The reason a refundable investment tax credit works much better than 100% expensing for many small and medium-sized manufacturing companies is that in this very troubled economy, many of these manufacturers can't realize the tax benefit of 100% expensing, since they have tax losses. A 35% first-year refundable tax credit option, gives these manufacturers an equivalent first-year tax benefit. And then to yield no CBO-scored cost to the US government over the next ten years, no tax depreciation should be allowed related to this equipment purchase.

To further help the very troubled US manufacturing sector, I think a very healthy tax incentive is needed to encourage Manufacturing Building Upgrades.

Thus, I would consider allowing all businesses that make building improvements, to get first-year tax expensing of the entire first 10 years of tax depreciation allowed presently under the tax rules.
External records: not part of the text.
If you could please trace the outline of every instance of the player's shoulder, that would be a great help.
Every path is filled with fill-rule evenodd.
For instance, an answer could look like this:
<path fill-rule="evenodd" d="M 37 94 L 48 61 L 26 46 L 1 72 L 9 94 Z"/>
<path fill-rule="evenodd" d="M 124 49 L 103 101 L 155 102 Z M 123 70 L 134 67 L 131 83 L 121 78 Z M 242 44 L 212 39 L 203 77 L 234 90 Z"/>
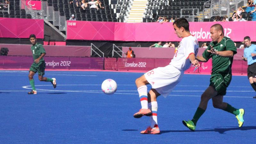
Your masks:
<path fill-rule="evenodd" d="M 252 46 L 253 47 L 256 47 L 256 44 L 252 44 Z"/>
<path fill-rule="evenodd" d="M 230 39 L 230 38 L 229 38 L 228 37 L 224 36 L 224 37 L 223 38 L 223 42 L 225 43 L 225 44 L 228 43 L 234 43 L 234 41 L 233 41 L 233 40 Z"/>

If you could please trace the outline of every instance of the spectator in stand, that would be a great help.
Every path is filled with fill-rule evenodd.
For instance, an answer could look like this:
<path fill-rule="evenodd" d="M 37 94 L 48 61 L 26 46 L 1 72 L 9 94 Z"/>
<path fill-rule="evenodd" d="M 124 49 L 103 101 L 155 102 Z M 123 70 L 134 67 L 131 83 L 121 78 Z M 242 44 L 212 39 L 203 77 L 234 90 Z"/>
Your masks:
<path fill-rule="evenodd" d="M 132 58 L 134 56 L 134 52 L 132 50 L 132 47 L 129 48 L 129 50 L 124 54 L 127 55 L 127 58 Z"/>
<path fill-rule="evenodd" d="M 242 15 L 242 13 L 244 12 L 244 9 L 243 9 L 241 7 L 239 6 L 239 7 L 238 8 L 237 10 L 236 11 L 236 14 L 238 16 L 240 17 L 240 16 L 241 16 L 240 15 Z"/>
<path fill-rule="evenodd" d="M 156 21 L 157 22 L 162 22 L 164 20 L 164 18 L 163 17 L 159 17 L 158 18 L 158 20 Z"/>
<path fill-rule="evenodd" d="M 241 44 L 241 45 L 240 45 L 240 47 L 239 47 L 239 49 L 244 49 L 244 48 L 246 47 L 246 45 L 245 45 L 245 44 L 244 44 L 244 41 L 243 41 L 242 42 L 242 44 Z"/>
<path fill-rule="evenodd" d="M 223 17 L 223 19 L 221 20 L 221 22 L 226 22 L 226 21 L 228 21 L 228 17 L 226 16 L 224 16 Z"/>
<path fill-rule="evenodd" d="M 173 20 L 173 18 L 172 17 L 171 18 L 171 19 L 170 19 L 170 20 L 169 21 L 170 22 L 173 22 L 174 21 L 174 20 Z"/>
<path fill-rule="evenodd" d="M 206 44 L 207 44 L 206 43 L 204 43 L 202 44 L 202 46 L 201 46 L 201 48 L 207 48 L 208 47 L 208 46 L 206 45 Z"/>
<path fill-rule="evenodd" d="M 10 4 L 10 2 L 9 1 L 8 1 L 8 0 L 5 0 L 5 1 L 4 2 L 4 3 L 5 3 L 6 4 L 9 4 L 9 5 Z M 6 5 L 4 5 L 4 9 L 7 9 L 8 8 L 8 5 L 6 4 Z"/>
<path fill-rule="evenodd" d="M 255 1 L 256 1 L 256 0 L 255 0 Z M 256 7 L 255 7 L 254 8 L 254 9 L 253 9 L 253 11 L 251 11 L 251 12 L 250 12 L 250 13 L 252 13 L 253 12 L 255 12 L 255 11 L 256 11 Z"/>
<path fill-rule="evenodd" d="M 233 21 L 246 21 L 246 20 L 244 20 L 244 19 L 242 18 L 242 15 L 241 16 L 239 17 L 236 13 L 234 14 L 232 17 L 232 19 L 233 20 Z"/>
<path fill-rule="evenodd" d="M 85 8 L 86 8 L 86 4 L 87 3 L 85 3 L 85 0 L 82 0 L 81 1 L 81 8 L 83 9 L 83 10 L 84 10 L 85 9 Z"/>
<path fill-rule="evenodd" d="M 104 7 L 101 6 L 102 3 L 100 1 L 100 0 L 97 0 L 97 1 L 96 2 L 96 5 L 98 7 L 98 8 L 100 9 L 104 9 Z"/>
<path fill-rule="evenodd" d="M 163 46 L 163 47 L 169 47 L 169 43 L 168 42 L 165 42 L 165 44 Z"/>
<path fill-rule="evenodd" d="M 174 44 L 172 43 L 171 42 L 169 43 L 169 47 L 175 47 L 175 45 Z"/>
<path fill-rule="evenodd" d="M 69 18 L 69 20 L 76 20 L 76 19 L 75 18 L 75 15 L 74 14 L 71 15 L 71 17 Z"/>
<path fill-rule="evenodd" d="M 247 4 L 246 4 L 246 7 L 253 7 L 255 6 L 255 5 L 253 5 L 252 3 L 252 0 L 248 0 L 247 1 Z"/>
<path fill-rule="evenodd" d="M 169 20 L 168 20 L 168 19 L 167 19 L 167 17 L 164 17 L 164 20 L 163 20 L 161 23 L 163 23 L 163 22 L 169 22 Z"/>
<path fill-rule="evenodd" d="M 87 3 L 87 4 L 86 4 L 86 7 L 87 7 L 88 4 L 89 4 L 91 5 L 91 6 L 90 6 L 90 9 L 96 9 L 97 10 L 99 10 L 99 8 L 96 5 L 96 4 L 98 3 L 98 1 L 95 2 L 94 0 L 92 0 L 92 1 Z"/>
<path fill-rule="evenodd" d="M 158 42 L 158 43 L 156 43 L 150 46 L 149 47 L 149 48 L 150 49 L 151 48 L 151 47 L 152 47 L 152 46 L 154 46 L 155 47 L 162 47 L 163 46 L 161 45 L 161 44 L 162 44 L 162 42 Z"/>

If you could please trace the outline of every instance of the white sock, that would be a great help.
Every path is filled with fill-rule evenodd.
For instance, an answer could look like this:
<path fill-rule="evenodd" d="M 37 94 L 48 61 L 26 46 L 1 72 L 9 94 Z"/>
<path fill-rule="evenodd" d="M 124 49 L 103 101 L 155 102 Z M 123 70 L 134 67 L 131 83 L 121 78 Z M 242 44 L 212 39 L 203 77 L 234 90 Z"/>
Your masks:
<path fill-rule="evenodd" d="M 157 102 L 156 101 L 152 101 L 150 102 L 151 109 L 150 109 L 152 111 L 152 116 L 150 116 L 150 118 L 151 121 L 151 127 L 153 128 L 155 125 L 157 125 Z"/>
<path fill-rule="evenodd" d="M 148 88 L 147 86 L 142 86 L 138 88 L 138 90 L 139 96 L 140 100 L 141 108 L 145 109 L 148 108 Z"/>

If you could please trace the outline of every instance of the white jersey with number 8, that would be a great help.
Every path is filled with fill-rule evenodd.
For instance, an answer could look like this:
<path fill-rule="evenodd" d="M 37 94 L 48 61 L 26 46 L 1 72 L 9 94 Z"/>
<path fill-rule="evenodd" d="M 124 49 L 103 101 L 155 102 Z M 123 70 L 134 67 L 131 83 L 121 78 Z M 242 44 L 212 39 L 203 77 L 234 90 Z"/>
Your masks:
<path fill-rule="evenodd" d="M 193 53 L 196 57 L 199 47 L 197 39 L 193 36 L 183 38 L 175 49 L 173 58 L 170 64 L 180 70 L 188 69 L 191 65 L 189 55 Z"/>

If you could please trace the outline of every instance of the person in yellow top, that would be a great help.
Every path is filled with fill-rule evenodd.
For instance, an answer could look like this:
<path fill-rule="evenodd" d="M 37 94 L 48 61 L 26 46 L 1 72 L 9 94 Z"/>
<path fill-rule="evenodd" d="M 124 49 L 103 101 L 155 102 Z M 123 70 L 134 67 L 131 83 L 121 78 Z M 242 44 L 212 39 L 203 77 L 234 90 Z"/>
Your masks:
<path fill-rule="evenodd" d="M 125 54 L 127 55 L 127 58 L 132 58 L 134 57 L 134 52 L 132 50 L 132 47 L 129 48 L 129 50 Z"/>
Thus, they wouldn't be allowed any tax depreciation deduction on this building improvement in the next 9 years.

The tax basis of the real property gets reduced by the first-year tax depreciation taken. There would be no tax depreciation allowed in Years 2 through 10. And then, all tax depreciation taken after the first 10 years under present tax law, would be dramatically accelerated in some fashion, such as by cutting the remaining tax life in half, and thus doubling the annual tax depreciation starting in Year 11. Since total tax depreciation doesn't change, there should be no CBO-scored cost to the US Government for this highly-charged tax incentive initiative.

I’d even consider the same real property accelerated tax depreciation explained above for new buildings. The very troubled construction industry will be helped immensely from all of these Manufacturing Building and Other Building upgrades, as well as from New Building Construction Projects, which will occur all throughout the country, spurred by this tax initiative. I’d even consider giving some green energy tax credits here for these Building improvements. These energy tax credits would have a CBO scored cost, but the cost would be worth it to the country, desperately seeking energy independence.